Secara historis pembentukan PT Pertamina Hulu Indonesia (PHI) untuk menggabungkan atau mengelola Wilayah Kerja (WK) terminasi. Awalnya hanya untuk WK terminasi yang strategis di Kalimantan Timur. Salah satunya adalah Blok Mahakam. Intinya fokus di wilayah Kalimantan Timur.
Mengambil alih pengelolaan WK yang sudah eksis puluhan tahun tentu tidak mudah. Banyak tantangan yang muncul dari sisi sumberdaya manusia (SDM), sistem, dan kultur ataupun budaya kerja perusahaan (culture). Pada awal berdiri, struktur PHI dibuat seperti subholding yang memiliki perusahaan di bawahnya yakni Pertamina Hulu Mahakam (PHM), Pertamina Hulu Kalimantan Timur (PHKT), Pertamina Hulu Sangasanga (PHSS) dan Pertamina Hulu West Ganal (PHWG). Jadi, saat kepemimpinan Pak Embong (Bambang Manumayoso, red) berakhir sekitar pertengahan 2020, saat itu berbarengan dengan restrukturisasi holding-subholding di level PT Pertamina (Persero), bagi perusahaan yang bergerak di hulu migas itu tidak terlalu mengagetkan.
PHI sekarang menjadi bagian dari Subholding Upstream yang mengelola Regional 3 Kalimantan dengan beberapa anak perusahaan. Idenya biar Perusahaan bisa lebih mandiri dalam menjalankan operasional teknis Hulu Migas. PHI juga diharapkan lebih simple dan cepat dalam proses pengambilan keputusan bisnis. Simplifikasi organisasi seperti itu memang harus dilakukan.
Saya merasa hal yang normal dalam reorganisasi perusahaan terjadi trade-off dari lack atau keterlambatan mengadopsi sistem kerja baru. Itu normal. Transisi yang baik tanpa harus mengorbankan kinerja. Kalau kami melihat saat masa transisi hingga kini, kinerja PHI tetap fine tuning. Saya rasa kami sudah masuk tahap maturasi atau kedewasaan berorganisasi.

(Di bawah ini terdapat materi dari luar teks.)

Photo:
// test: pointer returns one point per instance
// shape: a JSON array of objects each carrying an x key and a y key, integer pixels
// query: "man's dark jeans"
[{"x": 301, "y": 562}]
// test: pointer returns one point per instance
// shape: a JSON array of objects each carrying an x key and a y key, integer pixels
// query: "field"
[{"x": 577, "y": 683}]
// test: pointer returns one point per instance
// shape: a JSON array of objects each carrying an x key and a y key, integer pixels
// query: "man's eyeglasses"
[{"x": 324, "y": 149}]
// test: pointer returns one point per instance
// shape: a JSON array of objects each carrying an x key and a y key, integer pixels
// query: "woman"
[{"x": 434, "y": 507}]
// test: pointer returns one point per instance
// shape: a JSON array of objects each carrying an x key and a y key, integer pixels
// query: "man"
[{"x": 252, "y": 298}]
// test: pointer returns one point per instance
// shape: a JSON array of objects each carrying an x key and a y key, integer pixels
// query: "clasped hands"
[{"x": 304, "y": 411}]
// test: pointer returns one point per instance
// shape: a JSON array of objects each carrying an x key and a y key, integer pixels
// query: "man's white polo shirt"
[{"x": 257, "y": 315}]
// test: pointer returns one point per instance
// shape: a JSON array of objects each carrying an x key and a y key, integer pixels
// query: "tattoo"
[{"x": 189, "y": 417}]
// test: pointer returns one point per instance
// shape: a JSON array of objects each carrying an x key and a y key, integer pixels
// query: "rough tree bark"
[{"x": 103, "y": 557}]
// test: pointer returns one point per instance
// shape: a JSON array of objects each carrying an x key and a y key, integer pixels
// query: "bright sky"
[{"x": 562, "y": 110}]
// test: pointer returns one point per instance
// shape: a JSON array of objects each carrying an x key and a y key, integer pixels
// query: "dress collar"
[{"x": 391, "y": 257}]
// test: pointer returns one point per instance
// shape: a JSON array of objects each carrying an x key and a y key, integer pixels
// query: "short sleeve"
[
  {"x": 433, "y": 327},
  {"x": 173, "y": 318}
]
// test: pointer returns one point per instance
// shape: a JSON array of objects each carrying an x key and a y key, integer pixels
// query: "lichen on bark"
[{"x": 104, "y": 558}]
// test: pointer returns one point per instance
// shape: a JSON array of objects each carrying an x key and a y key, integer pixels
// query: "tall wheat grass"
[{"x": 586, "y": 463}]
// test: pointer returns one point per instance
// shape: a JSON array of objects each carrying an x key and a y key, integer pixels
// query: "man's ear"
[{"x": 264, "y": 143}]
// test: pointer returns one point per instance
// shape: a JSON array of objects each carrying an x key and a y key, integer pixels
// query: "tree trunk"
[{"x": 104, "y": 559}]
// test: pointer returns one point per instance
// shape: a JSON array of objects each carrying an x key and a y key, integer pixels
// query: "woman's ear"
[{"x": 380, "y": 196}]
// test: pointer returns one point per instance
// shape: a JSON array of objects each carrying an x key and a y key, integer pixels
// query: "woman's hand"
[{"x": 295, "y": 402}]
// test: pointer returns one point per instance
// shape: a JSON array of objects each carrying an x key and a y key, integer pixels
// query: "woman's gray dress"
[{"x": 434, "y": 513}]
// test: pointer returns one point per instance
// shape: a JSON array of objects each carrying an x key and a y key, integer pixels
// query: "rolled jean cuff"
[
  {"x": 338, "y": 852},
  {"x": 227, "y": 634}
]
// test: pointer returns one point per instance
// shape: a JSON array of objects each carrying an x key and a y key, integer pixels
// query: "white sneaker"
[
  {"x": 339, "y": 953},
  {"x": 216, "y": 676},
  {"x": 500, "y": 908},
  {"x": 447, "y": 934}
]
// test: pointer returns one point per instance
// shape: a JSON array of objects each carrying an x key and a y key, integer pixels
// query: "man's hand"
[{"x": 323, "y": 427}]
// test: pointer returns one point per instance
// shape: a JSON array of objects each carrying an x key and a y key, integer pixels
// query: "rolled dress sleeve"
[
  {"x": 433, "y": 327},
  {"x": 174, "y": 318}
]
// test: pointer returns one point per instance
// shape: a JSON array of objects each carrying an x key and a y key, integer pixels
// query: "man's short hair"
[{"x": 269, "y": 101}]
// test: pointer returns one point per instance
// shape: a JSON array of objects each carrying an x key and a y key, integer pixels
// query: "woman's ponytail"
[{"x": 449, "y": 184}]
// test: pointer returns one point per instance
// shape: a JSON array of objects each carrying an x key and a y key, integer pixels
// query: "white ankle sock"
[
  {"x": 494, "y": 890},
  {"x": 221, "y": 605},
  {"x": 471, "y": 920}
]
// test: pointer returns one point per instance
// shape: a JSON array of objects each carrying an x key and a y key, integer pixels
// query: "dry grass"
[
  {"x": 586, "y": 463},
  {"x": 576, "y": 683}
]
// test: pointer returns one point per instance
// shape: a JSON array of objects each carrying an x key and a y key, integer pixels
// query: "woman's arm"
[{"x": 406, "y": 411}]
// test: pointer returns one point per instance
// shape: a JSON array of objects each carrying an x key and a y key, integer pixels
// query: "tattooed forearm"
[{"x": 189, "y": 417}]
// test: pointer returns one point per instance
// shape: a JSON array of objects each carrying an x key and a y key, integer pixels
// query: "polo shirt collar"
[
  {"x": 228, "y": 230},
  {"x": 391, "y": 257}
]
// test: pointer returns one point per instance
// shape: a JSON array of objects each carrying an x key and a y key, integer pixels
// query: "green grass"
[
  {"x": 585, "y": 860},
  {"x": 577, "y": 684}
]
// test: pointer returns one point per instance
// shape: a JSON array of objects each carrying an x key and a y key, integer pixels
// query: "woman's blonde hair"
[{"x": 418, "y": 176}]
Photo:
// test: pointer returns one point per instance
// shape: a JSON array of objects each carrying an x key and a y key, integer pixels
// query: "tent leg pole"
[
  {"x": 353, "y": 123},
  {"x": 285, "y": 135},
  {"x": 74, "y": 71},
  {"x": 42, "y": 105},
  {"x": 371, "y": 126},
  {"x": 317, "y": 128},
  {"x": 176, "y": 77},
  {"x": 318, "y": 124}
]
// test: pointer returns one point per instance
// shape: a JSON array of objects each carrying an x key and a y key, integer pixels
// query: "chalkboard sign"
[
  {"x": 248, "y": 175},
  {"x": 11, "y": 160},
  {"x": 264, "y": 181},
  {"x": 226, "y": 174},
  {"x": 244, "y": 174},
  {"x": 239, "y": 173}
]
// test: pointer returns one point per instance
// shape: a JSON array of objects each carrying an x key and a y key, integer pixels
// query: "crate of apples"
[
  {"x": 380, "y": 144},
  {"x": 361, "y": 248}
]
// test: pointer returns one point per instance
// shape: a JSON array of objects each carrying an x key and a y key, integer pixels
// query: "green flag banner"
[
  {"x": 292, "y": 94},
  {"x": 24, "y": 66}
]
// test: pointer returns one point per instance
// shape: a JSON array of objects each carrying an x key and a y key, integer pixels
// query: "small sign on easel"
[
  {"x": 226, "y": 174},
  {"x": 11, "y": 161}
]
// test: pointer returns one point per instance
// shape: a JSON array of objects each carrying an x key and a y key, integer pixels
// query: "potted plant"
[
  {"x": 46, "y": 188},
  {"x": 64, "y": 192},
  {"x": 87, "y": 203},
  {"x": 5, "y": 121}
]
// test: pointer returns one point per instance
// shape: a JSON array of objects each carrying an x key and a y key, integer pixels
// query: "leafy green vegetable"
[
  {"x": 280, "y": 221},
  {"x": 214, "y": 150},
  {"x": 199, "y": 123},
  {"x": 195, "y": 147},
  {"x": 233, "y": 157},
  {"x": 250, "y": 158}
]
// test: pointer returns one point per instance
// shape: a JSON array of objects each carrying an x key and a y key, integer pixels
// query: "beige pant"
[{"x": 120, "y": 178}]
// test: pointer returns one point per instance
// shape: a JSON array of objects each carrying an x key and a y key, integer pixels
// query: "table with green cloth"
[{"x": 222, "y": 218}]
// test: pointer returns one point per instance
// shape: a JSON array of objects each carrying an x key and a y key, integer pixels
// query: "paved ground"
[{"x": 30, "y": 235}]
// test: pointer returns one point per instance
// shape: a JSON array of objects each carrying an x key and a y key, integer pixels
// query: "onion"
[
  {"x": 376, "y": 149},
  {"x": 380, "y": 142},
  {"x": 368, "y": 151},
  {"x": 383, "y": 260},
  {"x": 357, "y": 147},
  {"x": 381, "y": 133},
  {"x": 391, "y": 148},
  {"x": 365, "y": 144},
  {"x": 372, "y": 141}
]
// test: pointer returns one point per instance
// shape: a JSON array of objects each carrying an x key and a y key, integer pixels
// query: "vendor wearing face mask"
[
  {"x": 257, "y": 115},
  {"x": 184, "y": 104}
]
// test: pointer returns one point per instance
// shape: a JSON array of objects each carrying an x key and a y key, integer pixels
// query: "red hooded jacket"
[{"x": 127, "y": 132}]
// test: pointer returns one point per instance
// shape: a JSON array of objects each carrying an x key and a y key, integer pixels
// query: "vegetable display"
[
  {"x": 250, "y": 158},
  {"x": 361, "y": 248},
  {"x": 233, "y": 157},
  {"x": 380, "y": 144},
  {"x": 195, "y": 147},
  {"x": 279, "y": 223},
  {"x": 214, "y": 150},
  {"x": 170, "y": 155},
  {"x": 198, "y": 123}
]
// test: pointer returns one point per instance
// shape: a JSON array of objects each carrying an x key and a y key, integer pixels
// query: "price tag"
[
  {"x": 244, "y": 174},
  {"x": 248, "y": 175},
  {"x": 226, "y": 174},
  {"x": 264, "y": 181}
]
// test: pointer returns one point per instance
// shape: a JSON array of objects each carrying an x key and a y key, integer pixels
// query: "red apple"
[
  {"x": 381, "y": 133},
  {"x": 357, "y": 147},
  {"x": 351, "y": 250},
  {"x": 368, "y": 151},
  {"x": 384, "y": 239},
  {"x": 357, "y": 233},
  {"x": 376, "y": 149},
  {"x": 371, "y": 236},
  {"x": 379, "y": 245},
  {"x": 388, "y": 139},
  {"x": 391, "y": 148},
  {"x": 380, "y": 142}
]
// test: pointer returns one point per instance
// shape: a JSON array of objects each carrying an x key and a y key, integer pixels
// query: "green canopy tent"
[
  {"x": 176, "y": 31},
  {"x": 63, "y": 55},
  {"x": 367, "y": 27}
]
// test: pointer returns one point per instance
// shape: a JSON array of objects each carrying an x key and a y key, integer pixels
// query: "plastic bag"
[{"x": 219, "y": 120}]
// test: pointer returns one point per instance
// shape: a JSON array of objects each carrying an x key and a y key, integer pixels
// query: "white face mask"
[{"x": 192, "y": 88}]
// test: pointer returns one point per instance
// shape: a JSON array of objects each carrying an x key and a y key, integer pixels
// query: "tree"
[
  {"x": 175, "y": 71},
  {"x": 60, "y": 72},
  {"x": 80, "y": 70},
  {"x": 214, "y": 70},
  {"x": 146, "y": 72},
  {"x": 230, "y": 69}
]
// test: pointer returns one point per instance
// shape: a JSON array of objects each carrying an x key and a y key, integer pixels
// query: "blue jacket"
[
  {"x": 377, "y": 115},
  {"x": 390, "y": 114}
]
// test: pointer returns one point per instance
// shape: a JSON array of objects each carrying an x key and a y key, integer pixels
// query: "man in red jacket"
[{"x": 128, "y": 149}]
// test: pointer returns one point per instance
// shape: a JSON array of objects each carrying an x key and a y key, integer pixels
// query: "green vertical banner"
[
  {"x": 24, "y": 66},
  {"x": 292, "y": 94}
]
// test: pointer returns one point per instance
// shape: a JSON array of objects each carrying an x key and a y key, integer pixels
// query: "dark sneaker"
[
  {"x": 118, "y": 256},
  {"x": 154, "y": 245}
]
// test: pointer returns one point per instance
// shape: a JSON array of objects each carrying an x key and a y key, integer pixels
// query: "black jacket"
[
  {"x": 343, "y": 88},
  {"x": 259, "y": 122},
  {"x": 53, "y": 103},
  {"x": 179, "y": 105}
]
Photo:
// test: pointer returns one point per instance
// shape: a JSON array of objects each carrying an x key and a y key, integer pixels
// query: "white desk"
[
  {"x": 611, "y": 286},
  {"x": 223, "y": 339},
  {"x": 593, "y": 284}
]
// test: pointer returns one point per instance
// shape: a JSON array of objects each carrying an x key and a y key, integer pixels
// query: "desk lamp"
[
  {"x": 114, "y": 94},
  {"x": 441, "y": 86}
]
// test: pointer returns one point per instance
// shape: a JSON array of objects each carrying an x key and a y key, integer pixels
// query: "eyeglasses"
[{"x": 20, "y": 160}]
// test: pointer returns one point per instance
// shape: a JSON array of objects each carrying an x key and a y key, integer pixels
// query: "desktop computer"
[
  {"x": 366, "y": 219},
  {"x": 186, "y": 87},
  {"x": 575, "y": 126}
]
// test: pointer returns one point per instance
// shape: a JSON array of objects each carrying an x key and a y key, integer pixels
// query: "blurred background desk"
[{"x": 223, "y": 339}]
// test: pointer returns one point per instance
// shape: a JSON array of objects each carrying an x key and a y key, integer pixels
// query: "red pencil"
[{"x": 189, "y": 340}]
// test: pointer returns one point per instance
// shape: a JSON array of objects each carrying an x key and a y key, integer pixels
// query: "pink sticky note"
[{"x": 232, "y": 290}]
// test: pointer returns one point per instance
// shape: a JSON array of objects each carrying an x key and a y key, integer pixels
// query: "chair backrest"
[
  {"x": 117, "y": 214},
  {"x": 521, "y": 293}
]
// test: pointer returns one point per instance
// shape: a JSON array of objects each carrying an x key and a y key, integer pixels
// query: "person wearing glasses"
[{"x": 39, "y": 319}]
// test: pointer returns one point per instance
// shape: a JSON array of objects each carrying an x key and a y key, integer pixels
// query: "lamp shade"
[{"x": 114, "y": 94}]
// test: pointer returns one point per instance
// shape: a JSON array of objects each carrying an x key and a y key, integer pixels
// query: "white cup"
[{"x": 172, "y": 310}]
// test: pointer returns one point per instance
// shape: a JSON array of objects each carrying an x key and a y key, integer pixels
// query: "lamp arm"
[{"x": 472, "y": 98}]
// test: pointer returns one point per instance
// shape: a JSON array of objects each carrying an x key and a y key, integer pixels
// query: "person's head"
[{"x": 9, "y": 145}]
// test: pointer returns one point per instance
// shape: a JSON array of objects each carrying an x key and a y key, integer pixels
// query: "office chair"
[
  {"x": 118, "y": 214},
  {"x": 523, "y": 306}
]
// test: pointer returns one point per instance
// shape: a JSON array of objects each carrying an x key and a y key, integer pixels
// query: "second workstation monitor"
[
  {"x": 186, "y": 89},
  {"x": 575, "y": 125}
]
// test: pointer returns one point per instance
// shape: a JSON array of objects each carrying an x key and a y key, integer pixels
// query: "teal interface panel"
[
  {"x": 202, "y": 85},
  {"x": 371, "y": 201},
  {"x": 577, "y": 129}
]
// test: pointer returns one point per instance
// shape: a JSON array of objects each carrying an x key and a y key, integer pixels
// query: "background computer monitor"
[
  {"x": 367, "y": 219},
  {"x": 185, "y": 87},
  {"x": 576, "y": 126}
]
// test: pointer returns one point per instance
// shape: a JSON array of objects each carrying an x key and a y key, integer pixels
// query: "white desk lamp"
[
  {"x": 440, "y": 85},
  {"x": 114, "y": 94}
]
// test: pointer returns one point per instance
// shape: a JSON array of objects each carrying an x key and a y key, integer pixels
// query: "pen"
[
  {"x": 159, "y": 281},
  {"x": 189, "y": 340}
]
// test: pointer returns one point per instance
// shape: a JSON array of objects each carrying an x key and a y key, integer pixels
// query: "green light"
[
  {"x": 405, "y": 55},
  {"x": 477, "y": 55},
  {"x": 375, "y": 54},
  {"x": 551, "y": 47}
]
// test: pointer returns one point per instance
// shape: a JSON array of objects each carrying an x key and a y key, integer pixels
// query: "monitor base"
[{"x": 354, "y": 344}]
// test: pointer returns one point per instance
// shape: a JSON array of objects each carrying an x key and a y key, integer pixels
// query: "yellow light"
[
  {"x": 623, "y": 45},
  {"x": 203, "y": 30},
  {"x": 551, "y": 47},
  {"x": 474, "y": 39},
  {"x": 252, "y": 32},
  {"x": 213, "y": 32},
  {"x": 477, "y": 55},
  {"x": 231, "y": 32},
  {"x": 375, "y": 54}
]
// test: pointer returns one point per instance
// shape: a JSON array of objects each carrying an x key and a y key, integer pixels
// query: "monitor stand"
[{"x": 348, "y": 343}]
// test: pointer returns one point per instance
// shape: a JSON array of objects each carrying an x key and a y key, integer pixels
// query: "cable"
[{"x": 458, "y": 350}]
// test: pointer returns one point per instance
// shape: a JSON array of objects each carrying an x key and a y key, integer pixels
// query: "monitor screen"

Jadi, hal-hal yang menyangkut miskomunikasi, misorganisasi harus bisa dihindari. Saya sebetulnya ingin organisasi itu lebih dinamis walaupun sebagai perusahaan milik negara memang sulit dilakukan. Saat reorganisasi banyak stakeholder yang terlibat
sehingga tidak bisa leluasa mengubah organisasi sesuai dengan dinamika yang ada di luar.
Saya bukan di level eksekutor jadi tidak terlalu detail mengetahui hal-hal kecil yang masih terus find tuning. Akan tetapi dari berbagai diskusi antara Board of Director (BoD) dan Board of Commisioner (BoC) saat Management Walkthrough (MWT) terlihat ada beberapa hal yang menjadi kendala. Contohnya pengadaan barang. Itu kami temukan hal-hal yang membuat pekerjaan menjadi terhambat. Ada delay. Ini sifatnya rutin kami temui tahun lalu. Kemudian kekurangan tenaga kerja karena masalah reorganisasi ada pemindahan orang-orang. Satu pos diisi dua orang sementara butuhnya lima orang. Saat mendesain organisasi yang merancang struktur organisasi tidak bertemu dengan dunia yang sebanarnya. Kekurangan kan ditemukan saat di lapangan. Seperti mobil saat berjalan baru terasa ada perbedaan.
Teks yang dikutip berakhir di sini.